Due scenari possibili

La batosta è stata chiara, sonora, inequivocabile. I leader dei due maggiori partiti, il laburista e il conservatore, si erano impegnati nell’opposizione all’uscita del Regno Unito dalla UE e hanno perso. Il primo ministro, Cameron, non è soltanto uscito sconfitto ma anche ridicolizzato dal suo ondivago comportamento. Aveva minacciato l’uscita della Gran Bretagna dalla UE se Junker fosse stato nominato presidente della commissione europea. Quando questo è avvenuto, ha sepolto i suoi bellicosi propositi e si è accontentato di qualche concessione a mo’ d’indennizzo. Ha svolto la campagna elettorale basandola soprattutto sulla promessa di un referendum sulla permanenza nella UE. Oggi è da credere che maledica quella promessa. Ma non vale la pena di occuparsi di lui e del leader laburista: sono due insignificanti nullità.

E adesso? Gli scenari possibili a me sembrano due. Nel primo caso, i leader dei paesi membri dell’Unione europea prendono atto del significato profondo del voto inglese e modificano il loro atteggiamento. E’ stata la loro arroganza, la pretesa di avere il diritto di imporre il proprio punto di vista anche a governi sostenuti da maggioranze democratiche a determinare l’indignata reazione degli elettori inglesi e non solo.

Accettano la lezione e si armano di umiltà, rispettando le opinioni delle maggioranze democratiche dei paesi membri, anche quando queste vanno in senso contrario ai loro desideri. La sopraffazione delle democrazie nazionali lascia il posto al rispetto delle loro opinioni e dei loro desideri. La “marcia verso una maggiore unità europea” forse dovrà rallentare, ma si eviteranno altre fughe di paesi fuori dalla UE e verso il recupero della sovranità nazionale. Sarebbe la scelta più intelligente, la presa di coscienza che i leader europei non sono necessariamente onniscienti e che non è affatto certo che la loro opinione sia inevitabilmente più corretta di quella delle maggioranze democratiche nazionali.

Proprio perché la scelta sarebbe più sensata non è detto che sarà questa a prevalere. Esiste un’alternativa che, anche se disastrosa, non è affatto impossibile. I paesi membri della UE potrebbero giudicare stupida e autolesionistica la decisione degli elettori inglesi di far uscire il loro paese dall’Unione, e decidere conseguentemente di punire il Regno Unito per lo sgarbo arrecato all’Unione con una serie di misure di ritorsione commerciale.

S’innescherebbe così un meccanismo perverso di misure e contromisure di contenimento degli scambi commerciali fra UE e UK con grave danno per tutti.

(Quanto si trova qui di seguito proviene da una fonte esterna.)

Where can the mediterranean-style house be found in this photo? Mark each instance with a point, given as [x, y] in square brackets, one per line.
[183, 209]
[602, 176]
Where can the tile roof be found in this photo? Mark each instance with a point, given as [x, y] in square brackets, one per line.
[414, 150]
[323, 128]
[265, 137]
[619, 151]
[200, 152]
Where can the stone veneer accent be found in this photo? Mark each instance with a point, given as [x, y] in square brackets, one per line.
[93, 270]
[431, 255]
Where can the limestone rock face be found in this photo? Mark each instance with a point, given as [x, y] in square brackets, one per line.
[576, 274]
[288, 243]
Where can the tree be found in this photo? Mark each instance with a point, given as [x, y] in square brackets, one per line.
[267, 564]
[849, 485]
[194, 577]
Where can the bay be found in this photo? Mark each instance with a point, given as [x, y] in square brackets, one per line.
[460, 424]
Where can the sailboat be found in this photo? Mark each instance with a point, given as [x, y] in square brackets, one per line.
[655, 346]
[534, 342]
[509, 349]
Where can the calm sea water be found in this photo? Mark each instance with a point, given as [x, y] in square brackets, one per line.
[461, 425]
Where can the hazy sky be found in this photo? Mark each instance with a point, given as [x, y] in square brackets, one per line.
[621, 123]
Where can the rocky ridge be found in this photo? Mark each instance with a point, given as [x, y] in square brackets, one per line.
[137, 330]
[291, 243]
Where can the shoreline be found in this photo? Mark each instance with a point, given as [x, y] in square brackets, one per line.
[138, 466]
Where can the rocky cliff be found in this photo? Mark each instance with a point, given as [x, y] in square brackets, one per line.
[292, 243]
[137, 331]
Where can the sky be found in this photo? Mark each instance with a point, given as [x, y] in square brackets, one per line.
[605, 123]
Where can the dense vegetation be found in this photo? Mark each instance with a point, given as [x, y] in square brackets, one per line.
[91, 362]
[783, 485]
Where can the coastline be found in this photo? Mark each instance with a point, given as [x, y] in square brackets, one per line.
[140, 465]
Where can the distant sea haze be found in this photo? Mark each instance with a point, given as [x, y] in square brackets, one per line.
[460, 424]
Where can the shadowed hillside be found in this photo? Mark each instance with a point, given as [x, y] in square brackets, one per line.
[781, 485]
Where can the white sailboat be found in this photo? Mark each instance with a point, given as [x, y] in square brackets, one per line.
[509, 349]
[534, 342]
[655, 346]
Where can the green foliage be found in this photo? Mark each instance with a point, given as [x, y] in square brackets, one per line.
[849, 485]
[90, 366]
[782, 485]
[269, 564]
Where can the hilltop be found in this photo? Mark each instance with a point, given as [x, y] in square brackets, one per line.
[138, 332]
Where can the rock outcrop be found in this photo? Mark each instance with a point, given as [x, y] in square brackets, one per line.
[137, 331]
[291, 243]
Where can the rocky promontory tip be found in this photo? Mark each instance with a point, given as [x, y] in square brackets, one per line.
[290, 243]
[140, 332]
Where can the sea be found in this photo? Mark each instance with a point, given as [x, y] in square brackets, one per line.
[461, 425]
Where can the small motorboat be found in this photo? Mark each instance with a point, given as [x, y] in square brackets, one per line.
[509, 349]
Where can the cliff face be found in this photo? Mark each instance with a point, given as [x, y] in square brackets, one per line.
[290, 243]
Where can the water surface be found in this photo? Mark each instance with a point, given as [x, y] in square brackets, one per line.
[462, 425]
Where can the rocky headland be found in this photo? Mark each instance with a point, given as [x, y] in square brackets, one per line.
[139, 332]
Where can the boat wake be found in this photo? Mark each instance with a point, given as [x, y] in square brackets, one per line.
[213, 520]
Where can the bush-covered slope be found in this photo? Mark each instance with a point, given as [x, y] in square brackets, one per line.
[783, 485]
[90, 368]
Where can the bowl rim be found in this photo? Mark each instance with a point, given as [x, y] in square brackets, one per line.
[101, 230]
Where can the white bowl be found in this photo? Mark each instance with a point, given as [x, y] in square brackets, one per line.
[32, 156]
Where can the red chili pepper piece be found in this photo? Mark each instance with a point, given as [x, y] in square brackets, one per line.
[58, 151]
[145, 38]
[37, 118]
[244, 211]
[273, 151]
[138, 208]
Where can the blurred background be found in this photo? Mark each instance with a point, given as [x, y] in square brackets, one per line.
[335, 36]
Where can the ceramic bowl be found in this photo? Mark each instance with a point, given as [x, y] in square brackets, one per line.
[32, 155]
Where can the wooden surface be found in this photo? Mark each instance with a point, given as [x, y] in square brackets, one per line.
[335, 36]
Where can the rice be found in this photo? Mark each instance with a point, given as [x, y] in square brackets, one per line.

Potrebbero anche, e non è affatto azzardato supporlo, decidere che, essendosi liberati del fardello dell’ostruzionismo inglese contrario all’ulteriore “approfondimento” dell’Unione, si possa speditamente procedere a realizzarlo. Verrebbero in conseguenza instaurate misure volte ad accrescere il potere dell’UE di decidere nelle materie più disparate anche senza il consenso dei governi nazionali di alcuni paesi.

Sarebbe la premessa forse non necessaria ma sufficiente per un contagio della Brexit ad altri paesi. Comincerebbe così l’esodo di un paese dopo l’altro fuori dalla UE, decretandone poco per volta la fine.

Non so quale di questi due scenari prevarrà né solo quale auspicare, ma mi sento di poter dire che molte delle preoccupazioni circa le conseguenze immediate del voto inglese sono almeno parzialmente infondate. Il mondo non è destinato a crollare, né una crisi economica devastante a prevalere. Il sole continuerà a sorgere e tramontare e gli esseri umani non ci lasceranno mai privi d’idiozie sulle quali riflettere.